|
|
Archives of the TeradataForum
Message Posted: Wed, 05 May 2004 @ 09:18:11 GMT
Subj: | | Re: ETL: Push vs Pull |
|
From: | | Anomy Anom |
<-- Anonymously Posted: Tuesday, May 04, 2004 22:24 -->
| One problem I've seen with the PULL strategy occurs when the source database is being changed frequently: since the source DB developers
don't "own" the extraction process, they may not think about the impact of their changes on it and may not communicate change information to the
DW side. | |
We too have seen this too. Lots of hours have been spent running around analyzing incoming data and fixing code.
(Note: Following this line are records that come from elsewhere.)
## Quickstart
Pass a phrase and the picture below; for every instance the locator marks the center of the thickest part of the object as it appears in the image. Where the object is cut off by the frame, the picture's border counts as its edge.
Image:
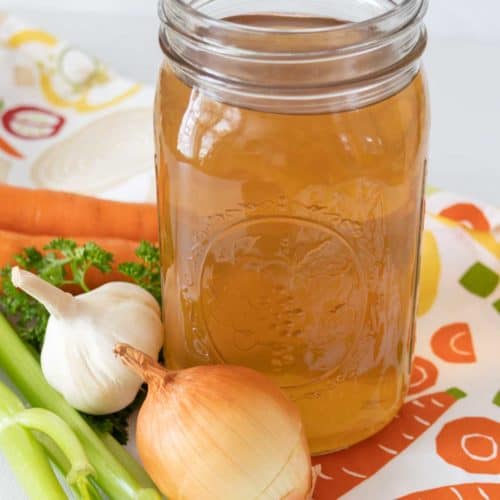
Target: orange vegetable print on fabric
(467, 491)
(472, 444)
(423, 375)
(350, 467)
(453, 343)
(468, 215)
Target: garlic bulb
(219, 432)
(77, 356)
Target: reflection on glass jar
(290, 170)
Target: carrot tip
(456, 392)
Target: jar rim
(398, 16)
(370, 58)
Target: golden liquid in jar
(290, 245)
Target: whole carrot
(39, 211)
(12, 244)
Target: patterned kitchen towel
(69, 123)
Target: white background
(462, 63)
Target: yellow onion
(219, 432)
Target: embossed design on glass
(290, 214)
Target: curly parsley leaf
(145, 273)
(62, 263)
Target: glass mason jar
(291, 142)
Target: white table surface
(462, 63)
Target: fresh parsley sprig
(65, 263)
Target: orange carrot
(38, 211)
(350, 467)
(123, 251)
(469, 214)
(453, 343)
(9, 149)
(471, 443)
(423, 375)
(467, 491)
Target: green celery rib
(25, 372)
(24, 454)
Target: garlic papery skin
(77, 356)
(219, 432)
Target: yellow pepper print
(485, 239)
(430, 273)
(31, 36)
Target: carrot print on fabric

| An approach which is working well for us is a "PUSH" extraction which automatically generates control files describing the data files
(record count, field names and formats). The DW loading process can check these against expected values and immediately catch any unanticipated
format changes. | |
We recently implemented this with a 3rd party, and it works pretty well. We export data to them, with the metadata indicated above. They use
our metadata to check our feed.
Then, they turn around and send the data (with some changes) back to us, this time with their own metadata. Our loading process then runs a
check against their metadata.
One possible extension of this process, is that the DW loading process could automatically detect any format changes via the source metadata,
and ALTER the target model accordingly.
-Anomy
| |